Qu'on le veuille ou non, le verbe bouffer est devenu dans le langage familier quotidien le synonyme usuel de manger.
Il est en train de perdre totalement dans les jeunes générations le côté légèrement agressif qu'il avait conservé chez ceux qui l'employaient il y a quelques années avec une pointe de provocation. Il s'entend aujourd'hui de façon tout à fait naturelle, et ne choque plus grand monde.
En 1973, le film de Marco Ferreri, La Grande Bouffe (dialogues de Francis Blanche) a sans doute beaucoup aidé à cette banalisation du mot chez les adultes, alors que manger tend à devenir un terme plus général et en quelque sorte plus abstrait.

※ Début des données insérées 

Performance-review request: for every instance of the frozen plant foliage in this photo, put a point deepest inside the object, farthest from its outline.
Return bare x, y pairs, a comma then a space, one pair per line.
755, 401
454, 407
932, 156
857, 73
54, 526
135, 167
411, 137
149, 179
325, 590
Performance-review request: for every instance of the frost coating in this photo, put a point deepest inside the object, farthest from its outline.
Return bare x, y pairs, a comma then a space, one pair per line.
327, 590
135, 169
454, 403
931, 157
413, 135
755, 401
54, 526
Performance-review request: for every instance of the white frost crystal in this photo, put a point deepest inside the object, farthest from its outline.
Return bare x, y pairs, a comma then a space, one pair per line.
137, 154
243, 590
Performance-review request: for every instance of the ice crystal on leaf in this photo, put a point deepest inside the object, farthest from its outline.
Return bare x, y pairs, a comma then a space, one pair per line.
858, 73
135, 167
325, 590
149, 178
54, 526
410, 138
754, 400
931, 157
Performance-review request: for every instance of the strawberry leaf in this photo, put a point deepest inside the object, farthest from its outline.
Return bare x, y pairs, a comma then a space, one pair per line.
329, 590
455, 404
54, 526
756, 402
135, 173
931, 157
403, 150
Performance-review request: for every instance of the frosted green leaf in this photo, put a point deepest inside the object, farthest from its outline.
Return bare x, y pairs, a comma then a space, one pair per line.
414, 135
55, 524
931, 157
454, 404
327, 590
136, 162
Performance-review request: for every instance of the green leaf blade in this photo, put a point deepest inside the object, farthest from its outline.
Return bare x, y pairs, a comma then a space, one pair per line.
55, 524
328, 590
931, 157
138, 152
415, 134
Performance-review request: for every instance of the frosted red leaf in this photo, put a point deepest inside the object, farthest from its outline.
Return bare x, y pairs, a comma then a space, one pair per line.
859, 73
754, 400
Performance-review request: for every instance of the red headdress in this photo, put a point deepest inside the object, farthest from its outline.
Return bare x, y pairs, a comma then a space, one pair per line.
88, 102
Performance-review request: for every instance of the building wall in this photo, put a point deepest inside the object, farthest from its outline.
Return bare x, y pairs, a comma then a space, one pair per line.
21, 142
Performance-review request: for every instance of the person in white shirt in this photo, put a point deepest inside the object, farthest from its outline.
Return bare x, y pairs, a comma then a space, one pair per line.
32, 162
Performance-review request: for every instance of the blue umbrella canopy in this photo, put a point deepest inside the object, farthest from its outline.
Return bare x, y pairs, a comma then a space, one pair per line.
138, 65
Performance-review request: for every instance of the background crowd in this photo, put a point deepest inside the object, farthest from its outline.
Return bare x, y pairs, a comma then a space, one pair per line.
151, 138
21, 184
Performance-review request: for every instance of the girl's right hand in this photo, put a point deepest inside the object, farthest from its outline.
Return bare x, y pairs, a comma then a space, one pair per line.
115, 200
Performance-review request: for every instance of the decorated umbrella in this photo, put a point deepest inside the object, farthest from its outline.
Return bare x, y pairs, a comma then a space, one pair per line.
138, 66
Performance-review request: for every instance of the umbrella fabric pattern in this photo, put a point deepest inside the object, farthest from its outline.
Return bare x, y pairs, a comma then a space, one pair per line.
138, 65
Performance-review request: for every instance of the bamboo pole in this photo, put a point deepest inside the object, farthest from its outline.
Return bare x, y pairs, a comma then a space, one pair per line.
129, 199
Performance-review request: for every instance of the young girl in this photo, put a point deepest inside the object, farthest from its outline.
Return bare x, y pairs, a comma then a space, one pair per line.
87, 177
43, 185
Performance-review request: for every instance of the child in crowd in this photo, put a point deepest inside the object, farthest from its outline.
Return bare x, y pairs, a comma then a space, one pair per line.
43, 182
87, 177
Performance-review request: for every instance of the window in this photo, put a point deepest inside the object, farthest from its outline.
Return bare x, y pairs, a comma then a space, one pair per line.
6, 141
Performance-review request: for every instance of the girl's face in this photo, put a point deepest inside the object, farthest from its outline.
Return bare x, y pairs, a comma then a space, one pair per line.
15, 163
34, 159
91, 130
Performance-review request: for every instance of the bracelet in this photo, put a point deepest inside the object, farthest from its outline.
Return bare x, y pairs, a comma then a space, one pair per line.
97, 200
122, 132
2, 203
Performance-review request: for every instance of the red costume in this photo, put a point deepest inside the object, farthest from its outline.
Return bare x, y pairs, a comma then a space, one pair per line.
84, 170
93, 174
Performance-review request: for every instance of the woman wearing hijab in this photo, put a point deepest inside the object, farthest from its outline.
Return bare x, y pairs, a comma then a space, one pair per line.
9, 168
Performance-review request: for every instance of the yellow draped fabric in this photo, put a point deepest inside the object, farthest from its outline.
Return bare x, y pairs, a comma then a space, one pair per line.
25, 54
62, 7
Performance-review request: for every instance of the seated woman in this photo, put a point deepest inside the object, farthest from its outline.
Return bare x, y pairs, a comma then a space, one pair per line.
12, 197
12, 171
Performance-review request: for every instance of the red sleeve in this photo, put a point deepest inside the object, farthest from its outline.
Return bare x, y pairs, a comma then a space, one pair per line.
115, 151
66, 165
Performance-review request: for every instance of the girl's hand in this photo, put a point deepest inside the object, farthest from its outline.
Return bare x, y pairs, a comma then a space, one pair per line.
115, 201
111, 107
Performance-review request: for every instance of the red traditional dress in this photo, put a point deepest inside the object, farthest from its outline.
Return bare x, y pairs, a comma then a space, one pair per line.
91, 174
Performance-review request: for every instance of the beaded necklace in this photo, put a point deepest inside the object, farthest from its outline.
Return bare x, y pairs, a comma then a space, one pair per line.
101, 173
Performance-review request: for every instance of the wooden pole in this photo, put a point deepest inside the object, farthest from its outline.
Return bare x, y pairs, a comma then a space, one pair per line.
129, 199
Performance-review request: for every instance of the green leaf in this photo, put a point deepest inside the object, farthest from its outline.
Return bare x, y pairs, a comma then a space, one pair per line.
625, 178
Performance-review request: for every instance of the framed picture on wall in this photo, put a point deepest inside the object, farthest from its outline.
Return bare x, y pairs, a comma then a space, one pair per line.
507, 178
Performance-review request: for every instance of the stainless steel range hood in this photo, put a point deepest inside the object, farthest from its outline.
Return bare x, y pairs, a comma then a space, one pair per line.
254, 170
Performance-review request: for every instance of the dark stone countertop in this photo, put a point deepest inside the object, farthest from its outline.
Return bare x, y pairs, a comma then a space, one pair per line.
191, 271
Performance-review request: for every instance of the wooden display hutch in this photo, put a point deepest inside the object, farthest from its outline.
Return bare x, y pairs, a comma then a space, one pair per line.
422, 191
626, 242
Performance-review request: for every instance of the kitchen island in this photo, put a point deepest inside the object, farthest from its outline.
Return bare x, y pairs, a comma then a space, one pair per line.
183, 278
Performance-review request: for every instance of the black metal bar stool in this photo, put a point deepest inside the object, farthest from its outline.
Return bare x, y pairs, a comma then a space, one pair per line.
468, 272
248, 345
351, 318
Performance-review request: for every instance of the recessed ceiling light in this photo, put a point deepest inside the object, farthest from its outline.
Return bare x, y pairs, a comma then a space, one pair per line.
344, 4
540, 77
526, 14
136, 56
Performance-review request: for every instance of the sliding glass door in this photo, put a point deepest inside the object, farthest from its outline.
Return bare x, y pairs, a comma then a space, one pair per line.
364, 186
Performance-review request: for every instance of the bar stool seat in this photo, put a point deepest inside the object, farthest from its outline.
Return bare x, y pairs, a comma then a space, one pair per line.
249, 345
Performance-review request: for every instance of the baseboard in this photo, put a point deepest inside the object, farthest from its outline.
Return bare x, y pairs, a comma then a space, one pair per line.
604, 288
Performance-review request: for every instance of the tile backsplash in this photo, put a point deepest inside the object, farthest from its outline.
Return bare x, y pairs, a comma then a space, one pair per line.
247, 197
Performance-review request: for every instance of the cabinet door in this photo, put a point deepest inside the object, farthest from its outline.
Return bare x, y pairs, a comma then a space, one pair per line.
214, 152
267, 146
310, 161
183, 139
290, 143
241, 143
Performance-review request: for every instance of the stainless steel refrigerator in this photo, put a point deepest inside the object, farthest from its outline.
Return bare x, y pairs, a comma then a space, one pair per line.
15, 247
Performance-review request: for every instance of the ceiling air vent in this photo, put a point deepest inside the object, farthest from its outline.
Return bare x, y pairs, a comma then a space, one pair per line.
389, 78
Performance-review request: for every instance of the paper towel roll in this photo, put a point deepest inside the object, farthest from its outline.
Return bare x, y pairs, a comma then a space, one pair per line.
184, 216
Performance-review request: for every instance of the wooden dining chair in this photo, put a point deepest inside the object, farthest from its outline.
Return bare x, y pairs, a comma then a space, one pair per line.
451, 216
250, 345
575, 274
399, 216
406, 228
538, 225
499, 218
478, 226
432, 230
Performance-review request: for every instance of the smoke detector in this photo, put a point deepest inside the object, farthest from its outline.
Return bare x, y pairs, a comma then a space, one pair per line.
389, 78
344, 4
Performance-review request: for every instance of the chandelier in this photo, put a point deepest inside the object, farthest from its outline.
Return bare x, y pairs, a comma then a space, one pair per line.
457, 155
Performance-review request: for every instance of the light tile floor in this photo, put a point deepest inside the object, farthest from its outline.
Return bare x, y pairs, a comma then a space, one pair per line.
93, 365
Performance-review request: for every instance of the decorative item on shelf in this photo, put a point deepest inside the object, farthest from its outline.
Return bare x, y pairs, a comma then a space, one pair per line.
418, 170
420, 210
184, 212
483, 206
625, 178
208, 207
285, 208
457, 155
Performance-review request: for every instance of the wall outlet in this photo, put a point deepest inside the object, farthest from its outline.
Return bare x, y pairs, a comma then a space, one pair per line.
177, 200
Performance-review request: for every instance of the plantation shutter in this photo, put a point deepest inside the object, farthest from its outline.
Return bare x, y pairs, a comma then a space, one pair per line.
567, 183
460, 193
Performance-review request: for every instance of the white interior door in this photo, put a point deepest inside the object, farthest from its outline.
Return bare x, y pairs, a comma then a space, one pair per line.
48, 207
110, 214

Bouffer supplante peu à peu dans l'usage courant des verbes tels que déjeuner, dîner, souper, peut-être aussi parce que les repas en question, outre qu'ils se réfèrent à une organisation familiale souvent mal supportée par les jeunes, ne se distinguent plus pour beaucoup de gens par un caractère bien défini, et n'ont plus un horaire très strict. On bouffe à n'importe quelle heure, c'est ça la liberté ! On bouffe n'importe quoi, aussi... On se fait même des petites bouffes, gentiment, entre soi, pour le plaisir.
Le mot a d'abord voulu dire, dès le XIIe siècle, souffler en gonflant les joues. De là son développement d'une part en gonfler - un tissu bouffant ou un visage bouffi - d'autre part en expression de la colère ou de la mauvaise humeur, sens que son homologue occitan bufar (souffler) a toujours conservé : parce qu'un homme contrarié souffle bruyamment, comme un taureau prêt à charger.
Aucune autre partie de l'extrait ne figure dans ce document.